Similarly, Microsoft said it is "continually evolving" its protections. Amazon and Microsoft say they're investigating.
Comments
Sounds like an old joke about viruses on Linux - they work if you find and install correct versions of all necessary libraries.
At the same time it's pretty unlikely they have any interest in you, probably as likely as the CIA sending an operative to your home posing as your internet service provider.
“some expensive tools may exist to perform targeted attacks on a very small number of devices, we do not believe these are useful for widespread attacks against consumers.”
Lots of claims by this company that sound like marketing tropes and little evidence that they can do what they say they can do, at least on iOS anyway.
Simple example of a targeted attack:
Journo critical of a government enters that country to report on issue X. At customs, journo's devices are taken for "inspection" by customs agents.
I'm sure we can all come up with any number of valid scenarios where governments around the world would have ability to gain physical access to a target's devices.
The larger problem is software and devices like this always, always, always make it into the hands of individuals with bad intent. Sometimes it's the actual gov'ts. Sometimes it some shady a-hole buying Cellebrite's tools off eBay.
Apple can't close every security hole, but they do a darn good job of securing Apple devices against things most folks should have any concern with. This in not one of those things.
Any time your phone leaves your possession you’re vulnerable. The simplest way is if you go through a border or customs, if you’re required to give up your password or unlock your device you’re SOL.
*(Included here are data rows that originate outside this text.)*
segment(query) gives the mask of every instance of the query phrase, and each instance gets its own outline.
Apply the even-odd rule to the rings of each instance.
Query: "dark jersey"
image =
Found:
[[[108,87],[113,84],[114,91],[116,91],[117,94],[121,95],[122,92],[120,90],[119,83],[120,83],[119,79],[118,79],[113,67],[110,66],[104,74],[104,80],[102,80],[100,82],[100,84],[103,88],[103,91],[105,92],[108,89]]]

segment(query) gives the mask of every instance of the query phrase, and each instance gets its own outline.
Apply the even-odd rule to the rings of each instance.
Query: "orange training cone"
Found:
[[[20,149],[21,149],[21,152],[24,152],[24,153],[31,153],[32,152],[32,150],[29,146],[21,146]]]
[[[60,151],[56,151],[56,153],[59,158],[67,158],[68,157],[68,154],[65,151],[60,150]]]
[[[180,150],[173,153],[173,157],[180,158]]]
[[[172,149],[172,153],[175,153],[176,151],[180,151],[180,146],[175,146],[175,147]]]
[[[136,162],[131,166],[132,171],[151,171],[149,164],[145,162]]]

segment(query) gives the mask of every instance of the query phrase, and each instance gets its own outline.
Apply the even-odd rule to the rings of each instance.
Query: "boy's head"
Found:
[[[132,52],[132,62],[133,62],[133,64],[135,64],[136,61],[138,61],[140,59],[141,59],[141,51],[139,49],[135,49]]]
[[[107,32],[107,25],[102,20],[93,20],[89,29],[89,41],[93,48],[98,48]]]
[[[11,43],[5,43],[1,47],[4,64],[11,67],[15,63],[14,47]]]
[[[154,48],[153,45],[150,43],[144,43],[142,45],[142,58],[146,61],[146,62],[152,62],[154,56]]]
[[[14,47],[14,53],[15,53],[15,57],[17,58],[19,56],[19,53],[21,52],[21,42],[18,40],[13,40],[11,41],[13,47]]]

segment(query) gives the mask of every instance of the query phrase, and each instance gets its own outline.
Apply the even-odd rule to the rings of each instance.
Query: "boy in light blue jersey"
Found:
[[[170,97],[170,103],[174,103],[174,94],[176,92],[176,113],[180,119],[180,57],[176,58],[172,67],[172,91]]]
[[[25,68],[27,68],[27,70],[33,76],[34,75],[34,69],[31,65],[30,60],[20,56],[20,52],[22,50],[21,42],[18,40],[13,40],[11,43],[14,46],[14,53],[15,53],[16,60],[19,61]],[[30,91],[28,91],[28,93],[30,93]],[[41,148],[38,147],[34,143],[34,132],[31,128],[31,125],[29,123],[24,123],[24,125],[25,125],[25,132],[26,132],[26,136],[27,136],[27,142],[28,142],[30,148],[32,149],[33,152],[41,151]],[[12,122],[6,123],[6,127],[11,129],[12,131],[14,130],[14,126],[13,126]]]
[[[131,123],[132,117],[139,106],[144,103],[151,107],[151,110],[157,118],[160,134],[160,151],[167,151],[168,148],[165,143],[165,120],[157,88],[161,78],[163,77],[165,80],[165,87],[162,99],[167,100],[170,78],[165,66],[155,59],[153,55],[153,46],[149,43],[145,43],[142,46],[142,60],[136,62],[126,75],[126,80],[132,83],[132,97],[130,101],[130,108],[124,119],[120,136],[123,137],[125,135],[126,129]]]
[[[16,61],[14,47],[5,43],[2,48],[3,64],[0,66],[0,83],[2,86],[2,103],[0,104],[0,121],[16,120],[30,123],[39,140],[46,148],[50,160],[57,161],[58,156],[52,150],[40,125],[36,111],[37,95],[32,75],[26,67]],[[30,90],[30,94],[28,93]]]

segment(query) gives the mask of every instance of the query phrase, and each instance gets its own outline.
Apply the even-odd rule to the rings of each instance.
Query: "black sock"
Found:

You could bring a “burner” phone or phone set up with a dummy account. After getting to your destination, you’d need to wipe the device and set it up properly.
Technically, someone could physically modify your device if it leaves your possession but it would be difficult to do so...
After doing your business, and uploading everything to iCloud, one drive, etc. you’d need to wipe the device before going back through customs.
Some country’s forbid or block the use of VPNs (etc.) so downloading the software at your destination would be a problem...
This (and other tools) is 1984 made easy/cheap, but the bigger problem is when these tools become available to every petty criminal... and they inevitably will. It wouldn’t be that difficult to weaponize this tools inside Apps that users install inadvertently...
Remember, a “free” App isn’t free. The FaceApp that’s making rounds in the news is just the tip of the iceberg, and that’s only getting attention because of its Russian origin. If it was from Israel (etc) would it get flagged?
As far as know, root access can only be gained by jailbraking. So not possible to install from App Store.